Brexi; The UK and the European Union agreed on Sunday to extend the deadline for trade talks and avoid a disruptive no-deal result before December 31st. Failure to comply could disrupt food deliveries, threaten the UK manufacturing industry and spark disputes between British and French fishing boats.
US protests: After a Supreme Court ruling dashed President Trump’s hopes of invalidating his November election defeat, thousands of his supporters marched in Washington and other cities on Saturday. Four people were stabbed to death in Washington, DC and one was shot dead in Olympia, Wash.
Snapshot: Above, cycle commuters ride to Manila in October. After public transportation in the Philippine capital was restricted due to the coronavirus pandemic, residents got on bicycles instead. The bicycle boom prompted officials to announce a plan to build a 400-mile network of cycle paths.
What we read: This Guardian article asks the question: Has a year with Covid-19 rewired our brains? It is a comprehensive view of how we might approach life when it is all over.
Now a break from the news
Cook: This brown sugar roulade with burnt honey apples nods to the classic Christmas chocolate block also known as the Bûche de Noël. Yotam Ottolenghi, a food columnist, calls it “a cloud of festive meringue”.
Listen: Charley Pride, who died from the effects of Covid-19 on Saturday, was the first black country music superstar due to hits like “Kiss an Angel Good Mornin” and “Is Anybody Goin ‘to San Antone”.
Read: Our poetry columnist has selected the best volumes of poetry of the year, including “Emporium” by Aditi Machado.
We’ll help you start your week with something new. At Home offers a comprehensive collection of ideas on what to read, cook, see, and do while staying safe at home.
And now for the background story about …
An extraordinary year and half a million photos
The Year in Pictures project is an annual celebration of photojournalism. In 2020, photographers lived what they captured. So it came together.
In the past few months, two photo editors – David Furst from the International Desk and Jeffrey Henson Scales from Opinion – have reviewed around half a million published and unpublished photos.
“I don’t know I’ve ever come across a work as complicated as this,” David said.
Along with an introduction by Dean Baquet, the Times editor-in-chief, the project features first-hand reports from photographers that provide context behind the camera. There are always photographers around the world living the story they tell – under oppressive governments or in neighborhoods that become battlefields of war – but by 2020 everyone has lived it.

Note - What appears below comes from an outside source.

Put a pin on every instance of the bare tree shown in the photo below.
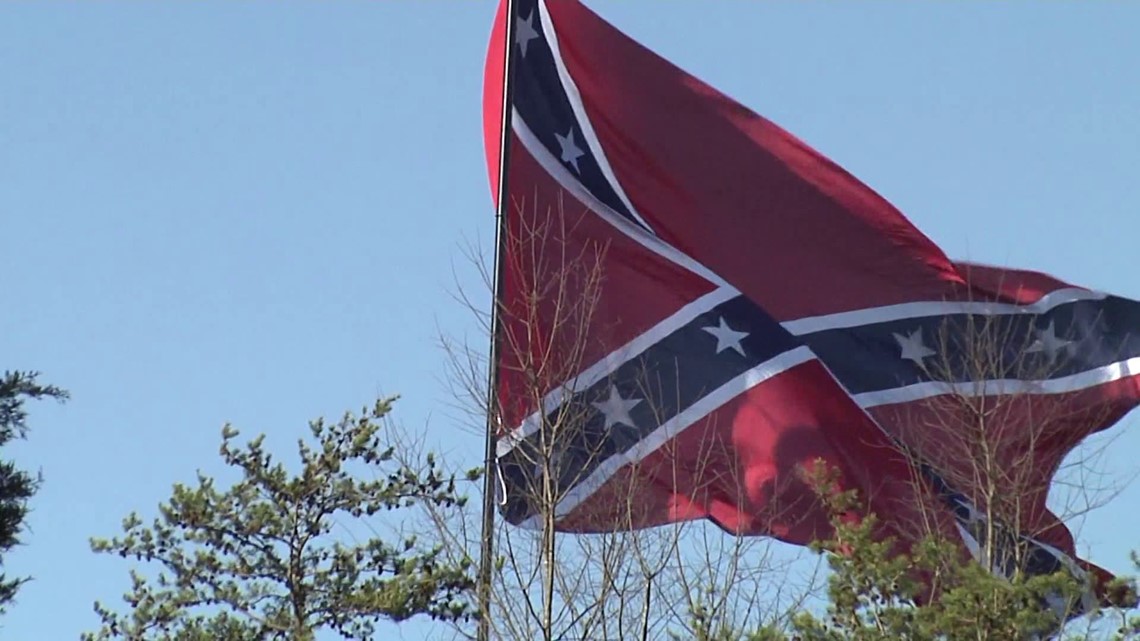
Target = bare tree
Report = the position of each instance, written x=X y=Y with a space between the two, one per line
x=621 y=576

The first photo that appears was taken on January 1st. Just seconds after 2020, in the heart of Times Square, photographer Calla Kessler captured what is likely the first New Year’s photo of a same-sex couple kissing on the front page of The Times.
Almost every editor and writer who worked on The Year in Pictures reacted the same way to the celebratory scene in the frame: “These people had no idea what was coming.”
When asked what you want readers to feel, Jeffrey replied, “It’s been a long year of heroism. And so far we’ve made it. Be happy about it. “
That’s it for this briefing. Until next time.
To Theodore Kim and Jahaan Singh for the break from the news. You can reach the team at [email protected]
• We listen to “The Daily”. Our final episode is the runoff in Georgia that will rule over control of the US Senate.
• Here is our mini crossword puzzle and a clue: Yo-Yo Ma’s instrument (five letters). You can find all of our puzzles here.
• The print edition of The Times on Sunday December 13th includes the annual Puzzle Mania section. There is a super mega crossword puzzle as well as a meta competition with a grand prize of $ 1,000. Copies will be sold in our store at a later date.